I see irony dripping in buckets, here: LP wanted to be a scientific understanding of human information. Along side Turing’s precise mathematical formulation and Church’s lambda calculus (both were combined into the Church-Turing thesis), Carnap’s essays could almost be considered vague musings. But on the top, it says to a solid bit of theory that it can only pretend to that is, by definition, meaningless because it contains an element that cannot be encoded in any system of meaningful symbols, because there’s no there there.

But the crowning blow to LP shows up in the relation of meaning to halting. If there is a process for testing meaning or parsing for meaning, then the output is meaning. In order to have an output the process must halt. Thus by proposing a partition between meaningful and meaningless symbols, they are essentially proposing a methodology that 1) we don’t know whether it exists, and 2) we have no good reason to assume it does.
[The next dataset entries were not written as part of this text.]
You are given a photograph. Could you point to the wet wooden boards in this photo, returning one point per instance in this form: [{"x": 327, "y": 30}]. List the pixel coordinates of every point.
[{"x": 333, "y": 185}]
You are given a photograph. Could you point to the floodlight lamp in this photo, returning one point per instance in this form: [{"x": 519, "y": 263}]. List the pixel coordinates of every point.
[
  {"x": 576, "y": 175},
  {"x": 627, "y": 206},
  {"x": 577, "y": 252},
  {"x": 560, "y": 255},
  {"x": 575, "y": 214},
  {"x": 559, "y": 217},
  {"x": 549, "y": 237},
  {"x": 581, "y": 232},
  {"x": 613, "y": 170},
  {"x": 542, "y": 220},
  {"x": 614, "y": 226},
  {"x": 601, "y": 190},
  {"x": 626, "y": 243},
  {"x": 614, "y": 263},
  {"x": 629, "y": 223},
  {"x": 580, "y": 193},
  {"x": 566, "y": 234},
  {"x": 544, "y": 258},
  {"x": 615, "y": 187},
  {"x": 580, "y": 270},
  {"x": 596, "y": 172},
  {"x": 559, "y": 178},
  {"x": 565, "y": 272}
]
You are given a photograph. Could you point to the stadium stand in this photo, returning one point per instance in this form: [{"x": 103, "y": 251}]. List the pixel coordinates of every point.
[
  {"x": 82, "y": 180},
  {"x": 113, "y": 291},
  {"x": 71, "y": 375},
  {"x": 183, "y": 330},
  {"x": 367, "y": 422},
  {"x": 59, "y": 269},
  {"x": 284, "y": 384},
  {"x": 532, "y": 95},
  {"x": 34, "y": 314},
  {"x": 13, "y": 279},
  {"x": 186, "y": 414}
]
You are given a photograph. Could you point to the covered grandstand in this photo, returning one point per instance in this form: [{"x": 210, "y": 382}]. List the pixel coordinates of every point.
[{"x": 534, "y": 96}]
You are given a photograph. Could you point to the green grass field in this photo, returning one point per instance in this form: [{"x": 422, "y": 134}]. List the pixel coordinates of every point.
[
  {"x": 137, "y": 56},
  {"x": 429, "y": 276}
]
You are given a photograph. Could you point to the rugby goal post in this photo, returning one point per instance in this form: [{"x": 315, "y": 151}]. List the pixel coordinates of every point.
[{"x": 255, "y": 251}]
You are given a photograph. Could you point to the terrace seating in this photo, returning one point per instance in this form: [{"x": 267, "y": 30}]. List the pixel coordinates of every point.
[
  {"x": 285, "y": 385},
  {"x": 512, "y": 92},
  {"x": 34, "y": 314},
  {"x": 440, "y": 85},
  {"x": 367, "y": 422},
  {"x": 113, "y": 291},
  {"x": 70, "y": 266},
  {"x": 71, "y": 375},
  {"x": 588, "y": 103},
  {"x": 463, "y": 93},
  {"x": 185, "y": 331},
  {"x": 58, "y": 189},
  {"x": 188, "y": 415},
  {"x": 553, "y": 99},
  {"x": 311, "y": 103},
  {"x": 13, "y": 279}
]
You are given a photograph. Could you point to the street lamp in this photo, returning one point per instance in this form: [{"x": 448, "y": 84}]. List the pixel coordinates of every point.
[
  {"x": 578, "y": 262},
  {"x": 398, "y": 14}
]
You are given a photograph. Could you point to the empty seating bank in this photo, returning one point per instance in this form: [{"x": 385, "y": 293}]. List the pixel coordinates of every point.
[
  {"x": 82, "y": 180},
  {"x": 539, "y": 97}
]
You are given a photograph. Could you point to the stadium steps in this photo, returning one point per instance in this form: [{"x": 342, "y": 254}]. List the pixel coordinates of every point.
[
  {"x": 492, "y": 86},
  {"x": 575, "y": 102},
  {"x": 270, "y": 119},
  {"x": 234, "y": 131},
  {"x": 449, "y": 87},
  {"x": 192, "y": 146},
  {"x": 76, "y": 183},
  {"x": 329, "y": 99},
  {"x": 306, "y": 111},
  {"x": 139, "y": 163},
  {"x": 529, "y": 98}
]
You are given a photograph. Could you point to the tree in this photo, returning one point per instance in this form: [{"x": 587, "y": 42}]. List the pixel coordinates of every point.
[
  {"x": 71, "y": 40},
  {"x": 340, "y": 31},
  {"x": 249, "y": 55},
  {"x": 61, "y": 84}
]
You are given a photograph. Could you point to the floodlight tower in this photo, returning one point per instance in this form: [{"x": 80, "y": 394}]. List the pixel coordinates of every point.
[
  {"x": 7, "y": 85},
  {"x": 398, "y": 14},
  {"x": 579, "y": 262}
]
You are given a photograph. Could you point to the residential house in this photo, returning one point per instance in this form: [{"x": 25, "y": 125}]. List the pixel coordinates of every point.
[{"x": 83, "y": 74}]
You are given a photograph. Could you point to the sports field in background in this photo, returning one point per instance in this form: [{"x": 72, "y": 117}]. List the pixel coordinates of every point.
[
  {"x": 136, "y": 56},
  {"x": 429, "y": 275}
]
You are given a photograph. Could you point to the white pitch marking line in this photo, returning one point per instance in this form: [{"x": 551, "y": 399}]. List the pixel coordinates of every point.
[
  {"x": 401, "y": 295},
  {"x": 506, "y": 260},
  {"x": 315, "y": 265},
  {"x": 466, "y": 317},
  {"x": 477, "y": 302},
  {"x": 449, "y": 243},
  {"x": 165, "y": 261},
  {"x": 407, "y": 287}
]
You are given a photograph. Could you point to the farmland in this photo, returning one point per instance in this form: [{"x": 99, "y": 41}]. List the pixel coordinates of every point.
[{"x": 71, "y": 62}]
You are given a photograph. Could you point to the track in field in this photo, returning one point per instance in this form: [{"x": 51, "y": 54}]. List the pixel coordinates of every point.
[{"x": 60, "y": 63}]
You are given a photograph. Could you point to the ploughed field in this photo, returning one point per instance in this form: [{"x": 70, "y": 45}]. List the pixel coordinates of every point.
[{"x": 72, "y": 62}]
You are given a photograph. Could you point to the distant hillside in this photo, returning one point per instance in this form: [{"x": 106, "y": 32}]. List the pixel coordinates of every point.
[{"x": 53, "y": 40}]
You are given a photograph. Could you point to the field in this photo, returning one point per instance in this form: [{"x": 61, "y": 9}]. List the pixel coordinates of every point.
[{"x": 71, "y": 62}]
The LP process is fairly simple. I submitted the Halting Algorithm and it spat out “meaningless”. It’s designed to dig out symbols that might be meaningless and stop on the first one that proves to be so, and chuck the whole statement into the meaningless bin.

But while an imperfect process might halt, we can’t only think of what the process is, but also what it purports to be, by the other words that describe it. But here is where it gets fun! Cause we can totally beat LP to death with its own limbs at this point.

We suspect that there may be a better process. But we cannot point to one and say, “That is the process that partitions statements between meaningful and meaningless (and halts).” We also do not know that it is by any stretch axiomatic, simply because there is no process to decide whether or not a halting algorithm exists for a subset of computations either.

So it’s not objective and not axiomatic, so it’s meaningless. What’s meaningless? That we can decide a single method to partition meaningful from meaningless.